Bible Reading: John 14:26; Acts 4: 8-31

The Holy Spirit is our Advocate and Helper. The word ‘Helper’ comes from seven Greek words that describe seven distinct activities that the Holy Spirit carries out in your life in helping you.

 

One of these activities is his work as an Advocate. In other words, He is your lawyer. What He does is once you are confronted with a situation, the same way you get a lawyer that helps you read that situation in the eye of the law, the Holy Spirit reads your circumstance for you in the eye of the scriptures. He begins to guide you into the scriptures, so you can prepare your supplications, that is the first thing. The same way a lawyer begins to unveil the law of the land, and you start getting a legal perspective experience of the case, so also the Holy Spirit shows you the position of the scriptures and the promises of God attached to this particular kind of situation.

 

That is why David said, “Your eyes saw my substance being yet unformed. And in your book, they all were written…” (Psalms 139:16). Every human experience is contained in the word of God. There is nothing you are going through today that God has not said something about in His word.
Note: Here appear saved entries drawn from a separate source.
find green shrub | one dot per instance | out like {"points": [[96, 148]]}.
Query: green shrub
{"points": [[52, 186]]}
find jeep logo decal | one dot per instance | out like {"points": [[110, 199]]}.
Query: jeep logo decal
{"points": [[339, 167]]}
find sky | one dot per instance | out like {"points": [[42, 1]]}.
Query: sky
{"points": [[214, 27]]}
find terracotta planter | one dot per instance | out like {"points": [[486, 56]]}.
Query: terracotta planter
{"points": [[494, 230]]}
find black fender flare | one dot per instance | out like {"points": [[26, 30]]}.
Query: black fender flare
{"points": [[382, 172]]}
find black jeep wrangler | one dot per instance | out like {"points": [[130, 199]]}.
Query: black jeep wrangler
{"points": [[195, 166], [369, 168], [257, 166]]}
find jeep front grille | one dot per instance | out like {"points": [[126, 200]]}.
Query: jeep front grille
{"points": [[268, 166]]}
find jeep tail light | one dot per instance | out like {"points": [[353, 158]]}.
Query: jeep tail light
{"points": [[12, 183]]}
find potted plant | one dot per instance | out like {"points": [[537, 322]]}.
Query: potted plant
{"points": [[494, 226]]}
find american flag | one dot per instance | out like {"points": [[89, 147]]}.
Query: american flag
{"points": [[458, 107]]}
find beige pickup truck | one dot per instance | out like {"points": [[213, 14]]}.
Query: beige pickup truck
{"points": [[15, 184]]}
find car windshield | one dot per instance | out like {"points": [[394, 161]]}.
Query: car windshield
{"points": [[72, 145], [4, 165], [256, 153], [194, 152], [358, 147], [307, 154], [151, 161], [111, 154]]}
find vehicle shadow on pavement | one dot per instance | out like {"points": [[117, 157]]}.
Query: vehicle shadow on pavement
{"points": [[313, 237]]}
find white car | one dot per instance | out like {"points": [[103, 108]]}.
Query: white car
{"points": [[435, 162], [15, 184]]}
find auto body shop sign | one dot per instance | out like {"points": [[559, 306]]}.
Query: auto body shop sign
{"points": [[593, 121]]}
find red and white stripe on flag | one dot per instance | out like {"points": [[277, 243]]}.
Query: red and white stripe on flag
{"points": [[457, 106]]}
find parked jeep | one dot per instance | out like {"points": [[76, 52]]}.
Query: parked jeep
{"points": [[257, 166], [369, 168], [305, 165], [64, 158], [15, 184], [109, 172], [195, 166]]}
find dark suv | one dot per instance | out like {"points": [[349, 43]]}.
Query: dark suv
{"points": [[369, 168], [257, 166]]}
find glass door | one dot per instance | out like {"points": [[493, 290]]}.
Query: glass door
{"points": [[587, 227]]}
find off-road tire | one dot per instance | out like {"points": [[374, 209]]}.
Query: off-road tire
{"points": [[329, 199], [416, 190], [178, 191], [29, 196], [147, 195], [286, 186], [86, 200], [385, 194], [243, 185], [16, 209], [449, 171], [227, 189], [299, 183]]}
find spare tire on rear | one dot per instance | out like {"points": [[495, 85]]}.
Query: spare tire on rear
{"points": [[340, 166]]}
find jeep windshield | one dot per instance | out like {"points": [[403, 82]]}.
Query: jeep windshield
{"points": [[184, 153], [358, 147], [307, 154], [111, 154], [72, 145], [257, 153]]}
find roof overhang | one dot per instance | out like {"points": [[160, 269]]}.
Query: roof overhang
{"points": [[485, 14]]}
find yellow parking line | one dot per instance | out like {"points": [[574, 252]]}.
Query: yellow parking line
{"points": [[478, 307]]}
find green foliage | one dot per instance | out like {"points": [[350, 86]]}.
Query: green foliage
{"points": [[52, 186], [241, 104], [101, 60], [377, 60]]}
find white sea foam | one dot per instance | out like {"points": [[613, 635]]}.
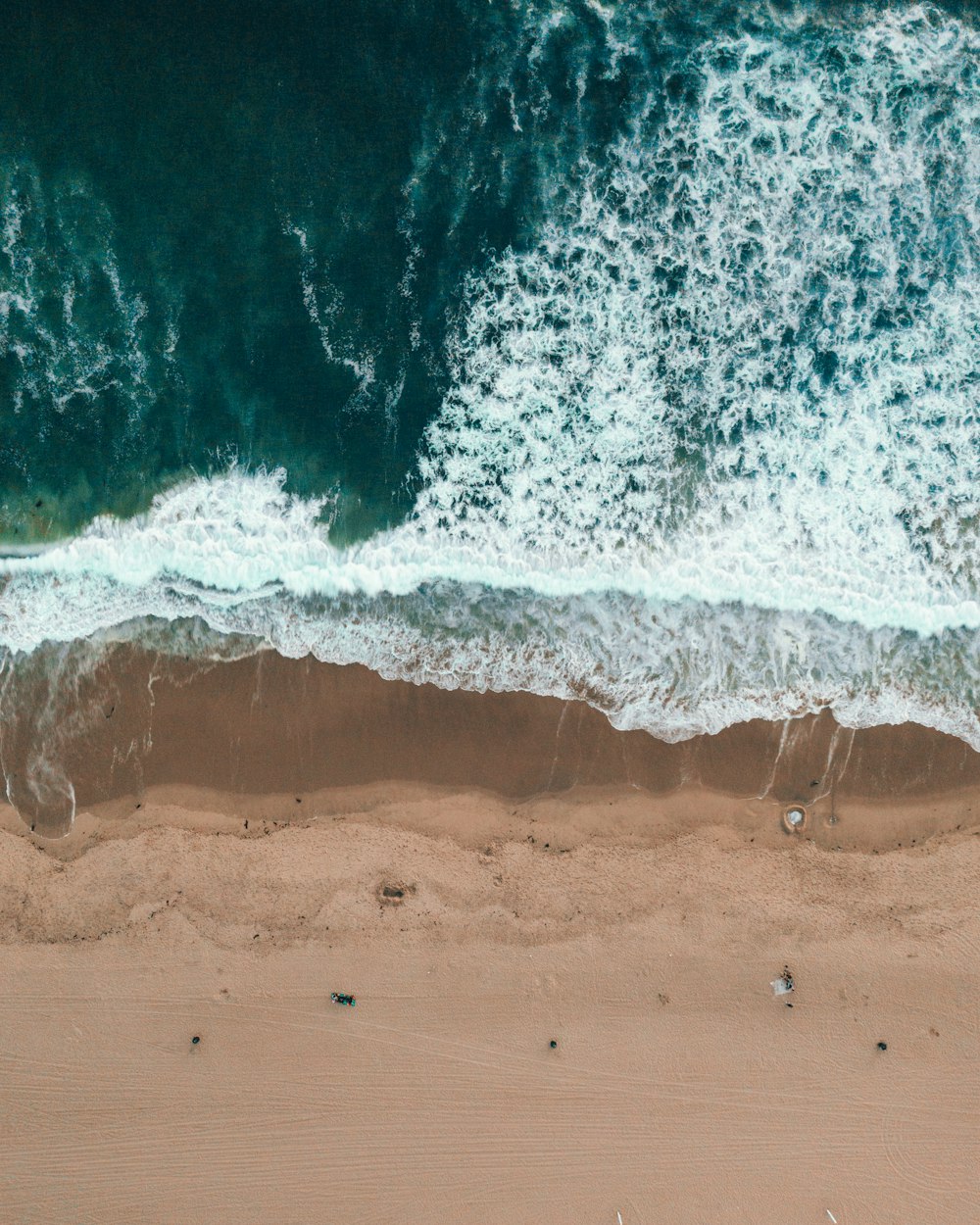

The Holy Spirit as your Advocate, leads you into what God has said since the beginning of time about that situation, and that is why once you discover it, you brighten up as you are reading the scripture and you get a new lease on life.

 

It is notable to add that this is what our cell system offers you; a pool of people who have gone through what you are going through and are in a position to share scriptures with you that will both save you time and effort. We see this in the Acts of the Apostles. When the apostles were threatened, they came back to the rest of the company and began to search the scriptures and found where their current experience was addressed specifically in Psalm 2: “Why do the heathens rage, and the people imagine vain things?…they have taken counsel against the Lord and against his anointed, saying, Let us break their bounds.” How fitting the scripture was to their situation!

 

Searching further, they discovered how God had promised He was going to give them the nations for their inheritance and the ends of the earth for their possession, which by implication meant the whole threat they were experiencing was going to lead to a great spread of the gospel. Additionally, that they were going to take possession of more ground. This is another classic example of supplication. Another great example of this is that of Queen Esther when she went into the courts of King Ahasuerus. The king stretched forth the scepter which is a type of the word of God. She touched it, and then the king said, “Unto half of my kingdom will I give thee, what is your request?” And then she asked for specific things.

 

 

That is another method through which supplication is made. You ask for something, based on the word of God. This was what the apostles did in Acts 4. After the Holy Spirit showed them scriptures that captured their situation, they went ahead to make their supplications: they asked that utterance will be granted to speak the word boldly. They perfectly understood that the point at which manifestation would come was when they began to speak the word boldly.

 

Therefore, I encourage you today if you do not already practice this, be specific in the place of prayer. You must understand that when you speak the word, you must be specific. And when you speak, speak God’s word in the context of something that has already happened, not what is going to happen. This is a vital key to seeing your heart desires manifest to reality.